While we can support expert medical panels, it will be difficult for them to remain free of political influence and reward. There is the possibility they will be used primarily for decisions related to the funding of health care. These expert panels will be powerful political tools as their recommendations become mandated guidelines used for deciding what is allowed and/or reimbursed.
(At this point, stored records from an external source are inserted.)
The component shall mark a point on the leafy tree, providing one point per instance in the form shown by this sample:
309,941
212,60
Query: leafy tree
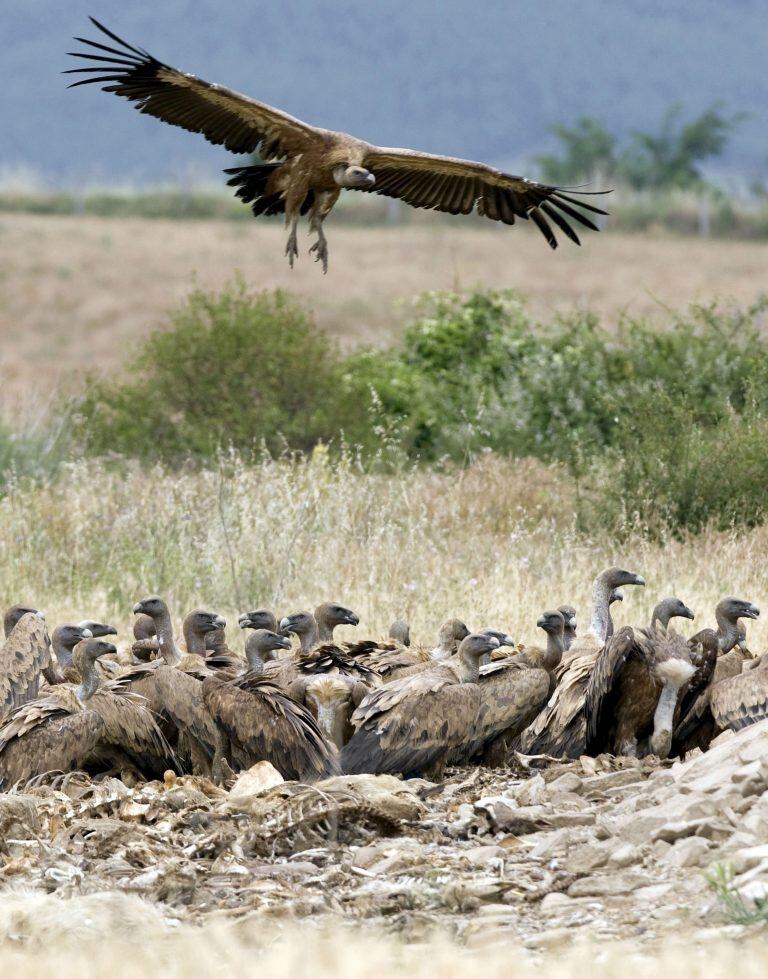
588,149
672,157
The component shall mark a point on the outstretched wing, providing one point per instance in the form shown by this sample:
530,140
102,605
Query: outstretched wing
444,183
224,117
23,657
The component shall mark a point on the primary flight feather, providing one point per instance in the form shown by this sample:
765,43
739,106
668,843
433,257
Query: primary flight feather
304,168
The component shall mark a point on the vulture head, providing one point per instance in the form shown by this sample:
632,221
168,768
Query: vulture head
143,627
736,608
260,618
98,629
616,577
731,631
670,608
329,615
298,623
16,612
196,627
261,645
153,606
552,622
353,177
64,640
473,648
400,631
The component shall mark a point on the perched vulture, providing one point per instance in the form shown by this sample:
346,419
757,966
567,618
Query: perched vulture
560,728
412,725
24,656
89,725
304,168
632,694
723,655
257,721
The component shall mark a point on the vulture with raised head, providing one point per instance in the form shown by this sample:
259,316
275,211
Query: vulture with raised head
92,725
413,724
304,168
722,653
24,657
560,728
632,695
257,721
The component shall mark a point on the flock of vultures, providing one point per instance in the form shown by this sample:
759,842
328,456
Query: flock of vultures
313,706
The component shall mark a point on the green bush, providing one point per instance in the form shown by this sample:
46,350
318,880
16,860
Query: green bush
236,369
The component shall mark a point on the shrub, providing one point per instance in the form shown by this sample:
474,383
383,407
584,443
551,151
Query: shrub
239,369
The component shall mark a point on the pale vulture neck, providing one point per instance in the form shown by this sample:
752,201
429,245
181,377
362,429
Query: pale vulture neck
554,651
309,639
467,667
63,653
324,630
602,624
164,629
727,633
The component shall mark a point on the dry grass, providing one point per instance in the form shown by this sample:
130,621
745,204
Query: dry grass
493,545
77,293
88,938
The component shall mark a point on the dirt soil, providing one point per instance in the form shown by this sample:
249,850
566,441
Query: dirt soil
545,852
77,294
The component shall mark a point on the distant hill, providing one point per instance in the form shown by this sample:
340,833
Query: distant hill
483,79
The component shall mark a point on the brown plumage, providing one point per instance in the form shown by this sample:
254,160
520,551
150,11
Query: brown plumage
89,726
392,661
560,727
632,694
306,168
331,698
412,725
172,686
257,721
696,725
24,656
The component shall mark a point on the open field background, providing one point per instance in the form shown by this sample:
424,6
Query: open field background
494,545
76,294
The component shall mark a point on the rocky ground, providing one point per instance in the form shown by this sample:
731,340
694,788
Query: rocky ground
545,853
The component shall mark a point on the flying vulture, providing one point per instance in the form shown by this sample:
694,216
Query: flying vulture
303,169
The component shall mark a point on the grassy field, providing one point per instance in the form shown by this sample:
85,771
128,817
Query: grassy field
77,292
95,936
493,544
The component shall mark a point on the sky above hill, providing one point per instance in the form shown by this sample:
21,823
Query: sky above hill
485,79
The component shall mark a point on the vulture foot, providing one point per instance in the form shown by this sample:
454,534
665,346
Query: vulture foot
292,248
321,247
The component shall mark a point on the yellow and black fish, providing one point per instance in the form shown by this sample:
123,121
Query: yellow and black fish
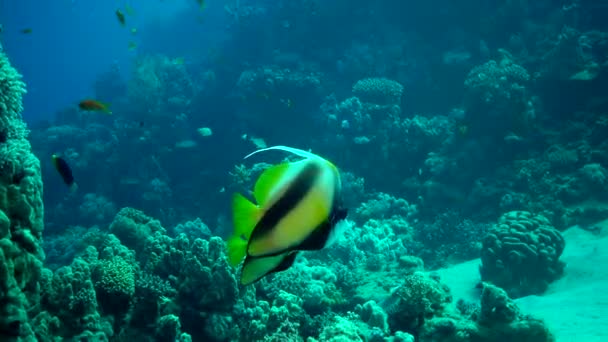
121,17
64,171
298,207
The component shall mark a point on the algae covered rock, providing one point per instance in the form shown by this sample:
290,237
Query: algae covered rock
521,254
21,212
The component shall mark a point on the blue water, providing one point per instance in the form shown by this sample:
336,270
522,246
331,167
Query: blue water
73,41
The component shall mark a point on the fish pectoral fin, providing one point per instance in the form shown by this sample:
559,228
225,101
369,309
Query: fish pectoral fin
268,180
256,268
245,216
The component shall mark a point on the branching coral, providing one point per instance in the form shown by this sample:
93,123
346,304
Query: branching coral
380,91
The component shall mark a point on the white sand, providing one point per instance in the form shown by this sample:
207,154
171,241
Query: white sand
575,307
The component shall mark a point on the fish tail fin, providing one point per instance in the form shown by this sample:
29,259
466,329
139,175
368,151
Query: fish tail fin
245,216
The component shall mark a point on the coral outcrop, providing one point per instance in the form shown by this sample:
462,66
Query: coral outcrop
21,212
521,253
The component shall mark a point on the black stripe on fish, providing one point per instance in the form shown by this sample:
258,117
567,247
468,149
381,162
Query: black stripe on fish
297,190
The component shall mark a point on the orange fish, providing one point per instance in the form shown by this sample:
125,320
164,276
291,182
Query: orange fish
94,106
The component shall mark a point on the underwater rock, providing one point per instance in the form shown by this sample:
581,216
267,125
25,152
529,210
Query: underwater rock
21,222
521,254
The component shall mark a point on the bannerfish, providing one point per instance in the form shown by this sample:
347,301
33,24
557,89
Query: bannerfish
121,17
94,106
64,170
297,207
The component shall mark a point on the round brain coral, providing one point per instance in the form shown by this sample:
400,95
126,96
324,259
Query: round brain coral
116,278
380,91
521,254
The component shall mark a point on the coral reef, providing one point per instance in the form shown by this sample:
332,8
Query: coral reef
21,213
521,253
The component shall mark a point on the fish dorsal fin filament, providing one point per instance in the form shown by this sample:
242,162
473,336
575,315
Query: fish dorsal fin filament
296,151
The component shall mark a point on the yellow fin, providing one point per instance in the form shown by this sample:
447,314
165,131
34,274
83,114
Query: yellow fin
267,181
245,216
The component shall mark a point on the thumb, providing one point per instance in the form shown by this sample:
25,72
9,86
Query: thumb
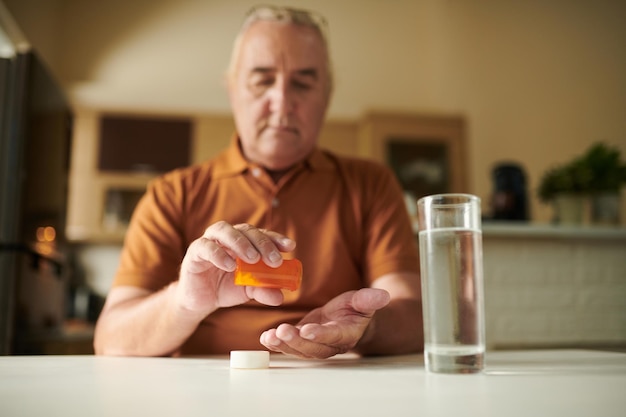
368,300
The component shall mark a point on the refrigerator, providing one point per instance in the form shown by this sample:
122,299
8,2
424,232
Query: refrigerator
35,140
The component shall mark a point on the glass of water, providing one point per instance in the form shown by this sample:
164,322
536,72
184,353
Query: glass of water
451,263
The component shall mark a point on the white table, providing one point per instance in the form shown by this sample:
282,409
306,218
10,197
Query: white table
525,383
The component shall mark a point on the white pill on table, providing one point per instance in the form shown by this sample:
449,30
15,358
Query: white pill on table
249,359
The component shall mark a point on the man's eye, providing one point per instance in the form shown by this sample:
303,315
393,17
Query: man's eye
263,82
302,85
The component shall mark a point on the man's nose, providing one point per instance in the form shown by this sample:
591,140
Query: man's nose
281,99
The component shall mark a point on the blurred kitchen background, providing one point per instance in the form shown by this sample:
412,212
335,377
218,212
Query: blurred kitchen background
99,97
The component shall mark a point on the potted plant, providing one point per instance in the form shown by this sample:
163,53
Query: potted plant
595,177
608,177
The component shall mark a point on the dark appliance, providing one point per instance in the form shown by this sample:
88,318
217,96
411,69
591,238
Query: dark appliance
35,135
509,198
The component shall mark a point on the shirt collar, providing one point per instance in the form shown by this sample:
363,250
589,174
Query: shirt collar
231,162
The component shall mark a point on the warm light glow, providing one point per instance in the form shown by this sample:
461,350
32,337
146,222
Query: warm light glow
46,234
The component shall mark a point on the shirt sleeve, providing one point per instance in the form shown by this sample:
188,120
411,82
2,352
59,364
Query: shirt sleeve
153,246
391,244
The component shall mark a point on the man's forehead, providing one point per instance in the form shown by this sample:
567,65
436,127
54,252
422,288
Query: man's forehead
273,45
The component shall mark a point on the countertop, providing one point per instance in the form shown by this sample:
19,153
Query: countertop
515,383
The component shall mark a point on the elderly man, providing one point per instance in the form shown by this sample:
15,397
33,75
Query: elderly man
174,291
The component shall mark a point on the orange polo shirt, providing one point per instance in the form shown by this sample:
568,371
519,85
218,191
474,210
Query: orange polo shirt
347,216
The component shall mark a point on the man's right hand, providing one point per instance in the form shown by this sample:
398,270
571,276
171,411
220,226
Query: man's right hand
138,322
206,279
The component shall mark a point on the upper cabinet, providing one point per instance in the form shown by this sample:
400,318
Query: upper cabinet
115,155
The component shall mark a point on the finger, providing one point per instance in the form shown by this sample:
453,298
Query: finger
367,301
231,241
204,253
275,344
267,296
293,343
267,243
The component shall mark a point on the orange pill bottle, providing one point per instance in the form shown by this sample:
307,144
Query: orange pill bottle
287,276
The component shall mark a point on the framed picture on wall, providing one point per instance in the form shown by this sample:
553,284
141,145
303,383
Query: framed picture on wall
427,153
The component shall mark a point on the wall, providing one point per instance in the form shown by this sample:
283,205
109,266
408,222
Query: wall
537,81
547,287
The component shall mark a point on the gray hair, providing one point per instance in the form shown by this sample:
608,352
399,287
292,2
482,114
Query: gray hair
289,15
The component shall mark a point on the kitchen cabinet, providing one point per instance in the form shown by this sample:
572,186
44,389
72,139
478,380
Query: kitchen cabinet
114,156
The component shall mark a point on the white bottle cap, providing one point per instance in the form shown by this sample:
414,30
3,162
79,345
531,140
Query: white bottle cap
249,359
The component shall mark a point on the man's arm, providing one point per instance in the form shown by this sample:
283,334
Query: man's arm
138,322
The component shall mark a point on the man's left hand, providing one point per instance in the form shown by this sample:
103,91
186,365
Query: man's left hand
331,329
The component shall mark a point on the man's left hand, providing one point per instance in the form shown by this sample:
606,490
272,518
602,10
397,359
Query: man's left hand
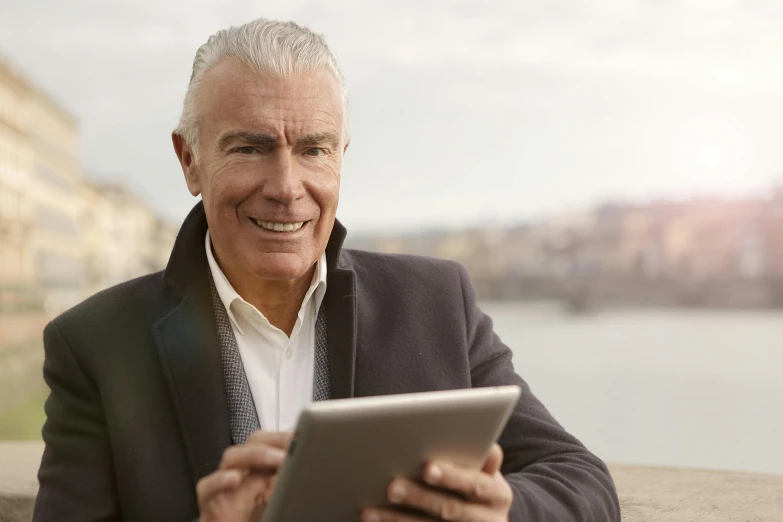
470,496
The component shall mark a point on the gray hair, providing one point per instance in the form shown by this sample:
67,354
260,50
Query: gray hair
278,49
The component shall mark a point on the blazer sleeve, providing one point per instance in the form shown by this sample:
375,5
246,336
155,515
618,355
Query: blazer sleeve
553,476
76,476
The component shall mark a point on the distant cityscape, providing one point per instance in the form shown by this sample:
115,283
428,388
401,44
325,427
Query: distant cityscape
701,252
65,235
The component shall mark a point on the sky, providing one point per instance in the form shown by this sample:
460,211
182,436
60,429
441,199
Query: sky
462,113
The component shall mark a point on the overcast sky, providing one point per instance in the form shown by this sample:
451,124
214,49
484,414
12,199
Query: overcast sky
461,112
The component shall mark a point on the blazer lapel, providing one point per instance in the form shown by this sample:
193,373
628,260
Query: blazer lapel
340,309
190,356
189,350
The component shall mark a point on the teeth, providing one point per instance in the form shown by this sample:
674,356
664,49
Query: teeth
279,227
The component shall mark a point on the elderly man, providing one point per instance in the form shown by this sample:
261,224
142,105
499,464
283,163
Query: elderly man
173,395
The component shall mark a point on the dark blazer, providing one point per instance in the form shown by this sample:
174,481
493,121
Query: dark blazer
137,412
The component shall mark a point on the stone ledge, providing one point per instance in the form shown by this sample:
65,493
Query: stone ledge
646,494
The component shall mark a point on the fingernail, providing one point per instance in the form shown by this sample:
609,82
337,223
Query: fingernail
371,516
396,492
230,478
434,473
275,455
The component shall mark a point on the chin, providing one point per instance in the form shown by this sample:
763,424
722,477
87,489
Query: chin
279,269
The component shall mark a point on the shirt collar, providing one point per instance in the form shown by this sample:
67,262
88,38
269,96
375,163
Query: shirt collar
228,295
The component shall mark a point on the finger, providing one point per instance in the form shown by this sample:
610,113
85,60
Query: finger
384,515
474,485
256,457
494,460
214,483
278,439
441,505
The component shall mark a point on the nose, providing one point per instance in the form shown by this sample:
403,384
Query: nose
282,183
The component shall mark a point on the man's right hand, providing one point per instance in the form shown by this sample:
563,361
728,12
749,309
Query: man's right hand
240,489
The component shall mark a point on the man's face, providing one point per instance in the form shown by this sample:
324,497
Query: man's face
270,158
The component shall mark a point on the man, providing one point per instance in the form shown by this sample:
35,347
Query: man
173,395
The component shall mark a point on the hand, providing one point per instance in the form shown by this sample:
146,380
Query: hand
240,489
481,496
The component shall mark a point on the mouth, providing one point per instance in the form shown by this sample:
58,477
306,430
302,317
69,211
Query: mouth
279,227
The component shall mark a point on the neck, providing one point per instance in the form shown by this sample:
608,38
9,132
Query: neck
279,301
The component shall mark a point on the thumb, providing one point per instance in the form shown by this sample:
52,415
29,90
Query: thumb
494,460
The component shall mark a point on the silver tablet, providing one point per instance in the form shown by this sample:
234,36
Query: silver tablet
345,452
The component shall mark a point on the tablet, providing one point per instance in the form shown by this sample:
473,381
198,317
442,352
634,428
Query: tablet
345,452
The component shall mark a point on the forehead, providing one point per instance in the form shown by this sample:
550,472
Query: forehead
232,95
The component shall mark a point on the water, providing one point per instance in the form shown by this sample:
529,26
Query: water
661,388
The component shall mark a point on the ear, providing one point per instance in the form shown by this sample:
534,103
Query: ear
187,160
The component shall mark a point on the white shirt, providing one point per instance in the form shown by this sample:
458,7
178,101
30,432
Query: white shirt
279,369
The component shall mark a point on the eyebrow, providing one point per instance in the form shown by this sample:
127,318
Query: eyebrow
251,138
260,139
329,138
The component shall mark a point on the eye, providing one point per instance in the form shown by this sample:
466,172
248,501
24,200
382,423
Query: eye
315,151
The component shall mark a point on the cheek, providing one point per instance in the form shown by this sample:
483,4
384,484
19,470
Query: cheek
229,187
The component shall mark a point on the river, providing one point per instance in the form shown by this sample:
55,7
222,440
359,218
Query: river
699,389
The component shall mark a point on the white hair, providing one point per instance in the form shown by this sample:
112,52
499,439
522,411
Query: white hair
277,49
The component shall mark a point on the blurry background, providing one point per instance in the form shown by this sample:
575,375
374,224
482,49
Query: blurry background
610,173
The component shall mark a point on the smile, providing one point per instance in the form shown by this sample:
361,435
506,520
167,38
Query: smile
279,227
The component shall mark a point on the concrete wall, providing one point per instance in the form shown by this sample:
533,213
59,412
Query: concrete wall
646,494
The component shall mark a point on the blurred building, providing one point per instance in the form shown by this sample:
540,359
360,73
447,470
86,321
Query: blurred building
16,160
124,237
62,235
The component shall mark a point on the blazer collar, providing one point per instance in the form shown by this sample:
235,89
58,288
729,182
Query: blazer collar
189,350
187,267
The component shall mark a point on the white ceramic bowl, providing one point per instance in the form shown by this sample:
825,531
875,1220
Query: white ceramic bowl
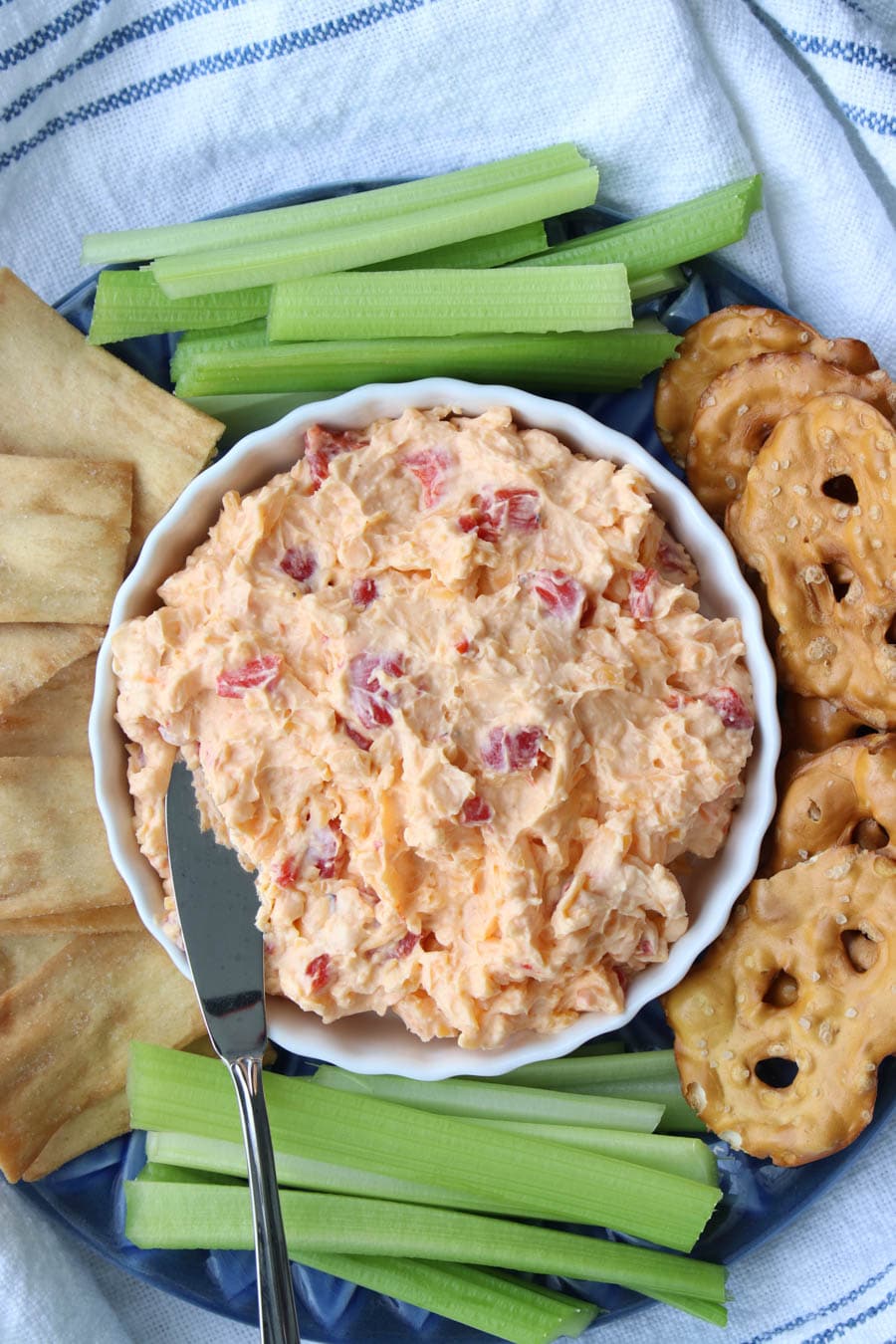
381,1044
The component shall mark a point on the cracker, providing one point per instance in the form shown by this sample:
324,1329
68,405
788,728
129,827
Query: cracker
51,721
723,338
105,920
66,1032
817,521
64,538
22,956
781,1025
65,398
54,856
33,653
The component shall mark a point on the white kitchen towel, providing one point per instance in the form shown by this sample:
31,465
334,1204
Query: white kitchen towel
114,113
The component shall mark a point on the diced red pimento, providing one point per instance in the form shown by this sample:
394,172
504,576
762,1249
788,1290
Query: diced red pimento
730,707
404,945
299,563
493,513
511,749
369,699
323,445
642,591
256,674
476,812
319,971
559,593
327,849
431,468
362,591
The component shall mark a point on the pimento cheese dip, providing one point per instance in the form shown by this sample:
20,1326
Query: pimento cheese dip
445,686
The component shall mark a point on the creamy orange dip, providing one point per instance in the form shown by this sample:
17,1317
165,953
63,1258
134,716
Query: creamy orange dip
446,687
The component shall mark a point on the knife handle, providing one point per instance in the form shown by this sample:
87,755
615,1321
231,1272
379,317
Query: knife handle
277,1317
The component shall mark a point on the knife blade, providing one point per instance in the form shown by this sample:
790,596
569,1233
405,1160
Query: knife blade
216,905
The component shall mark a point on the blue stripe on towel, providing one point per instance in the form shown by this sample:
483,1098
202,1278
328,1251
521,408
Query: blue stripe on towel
852,1296
879,121
51,31
853,53
149,26
268,49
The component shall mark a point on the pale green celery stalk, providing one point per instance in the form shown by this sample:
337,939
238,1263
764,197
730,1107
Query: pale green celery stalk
173,1090
354,208
657,283
677,1116
575,1070
668,237
164,1174
129,303
345,248
346,1226
245,336
489,250
644,1075
477,1099
229,1159
449,303
591,361
664,1152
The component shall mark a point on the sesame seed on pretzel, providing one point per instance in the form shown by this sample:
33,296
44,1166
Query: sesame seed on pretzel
813,725
817,521
726,337
842,795
780,1028
741,407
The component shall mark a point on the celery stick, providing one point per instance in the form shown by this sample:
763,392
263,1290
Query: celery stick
664,1152
668,237
479,1099
449,303
243,336
173,1090
161,1172
563,361
229,1159
677,1116
344,248
129,303
576,1070
337,211
314,1224
657,283
489,250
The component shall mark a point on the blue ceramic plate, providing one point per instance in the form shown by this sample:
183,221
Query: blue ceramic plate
760,1199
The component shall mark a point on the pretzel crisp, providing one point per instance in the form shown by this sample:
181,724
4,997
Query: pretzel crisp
724,338
813,725
817,521
781,1027
741,407
845,794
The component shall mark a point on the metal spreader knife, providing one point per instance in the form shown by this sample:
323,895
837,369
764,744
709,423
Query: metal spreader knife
216,906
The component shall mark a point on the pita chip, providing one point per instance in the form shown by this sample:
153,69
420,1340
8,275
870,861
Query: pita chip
64,538
54,857
65,398
66,1032
33,653
51,721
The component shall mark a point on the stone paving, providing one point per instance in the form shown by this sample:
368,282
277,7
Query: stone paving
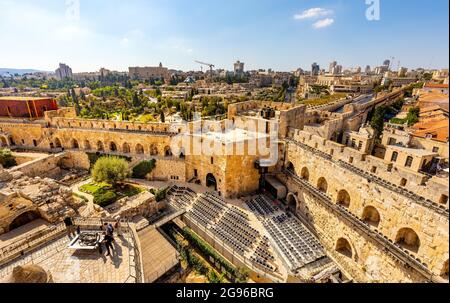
69,266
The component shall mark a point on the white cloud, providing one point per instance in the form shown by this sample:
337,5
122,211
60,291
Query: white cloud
323,23
313,13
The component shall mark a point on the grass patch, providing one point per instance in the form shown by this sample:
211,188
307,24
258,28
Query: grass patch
105,194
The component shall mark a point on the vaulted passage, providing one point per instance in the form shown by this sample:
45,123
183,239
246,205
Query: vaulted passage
139,149
305,174
343,198
126,148
211,182
322,185
408,239
343,247
371,216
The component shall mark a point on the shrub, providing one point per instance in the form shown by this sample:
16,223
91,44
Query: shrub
6,158
105,198
111,170
143,169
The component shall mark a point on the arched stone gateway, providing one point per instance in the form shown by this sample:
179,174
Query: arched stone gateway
58,143
112,147
139,149
126,148
211,181
371,216
305,174
343,198
444,272
343,247
322,185
167,151
290,167
24,219
100,146
3,142
408,238
75,144
153,150
292,202
87,145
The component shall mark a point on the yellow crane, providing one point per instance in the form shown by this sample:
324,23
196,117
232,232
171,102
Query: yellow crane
211,66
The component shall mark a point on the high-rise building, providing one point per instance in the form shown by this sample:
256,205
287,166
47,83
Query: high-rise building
239,67
402,72
63,72
315,69
332,66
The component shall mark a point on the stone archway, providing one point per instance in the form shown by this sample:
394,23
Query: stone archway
211,181
343,247
112,147
371,216
126,148
24,219
290,167
343,198
292,202
305,174
100,146
408,239
153,150
139,149
58,143
3,142
322,184
75,144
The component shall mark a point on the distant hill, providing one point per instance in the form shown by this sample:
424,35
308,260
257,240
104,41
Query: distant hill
13,71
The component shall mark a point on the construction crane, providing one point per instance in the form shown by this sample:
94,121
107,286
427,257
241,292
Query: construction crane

Politicians have failed to demonstrate the stomach to develop meaningful health care reform to control costs. However, at the same time they are very reluctant to give up budgetary and fiscal power over medical expenditures and many see panels as a way to make these decisions.
Foolish faith
I recognize that there are existing expert clinical practice guidelines that are in place and working well. They are helpful in sorting through often conflicting clinical evidence. Oncologists have established helpful guidelines that are not seen as intrusions into their practice. However, orthopedists have experienced firsthand the confusion brought about by conflicts related to expert panels on deep vien thrombosis prophylaxis between the Chest Surgeons recommended guidelines and those of the academy (see cover story). Much of this was based on the interpretation of more generalized literature vs. literature addressing a specific population joint replacement patients.
Albert Einstein once warned, A foolish faith in authority is the worst enemy of truth. Mandated treatment guidelines need to be removed from political influence and be evidence-based to be credible best practice guidelines. We must be wary of the idea and possibility of inserting government-controlled or influenced panels between patients and physicians as a method for cost control and whose guidelines could be adopted as a blueprint for health insurance reimbursement.
All of this mandated cost control will need to be balanced against the development of new, innovative medical practices that have increased costs with new associated technology and medications. Physicians must be cost conscious and amenable to change, but at the same time be the spokespersons for continued improvements to patient care.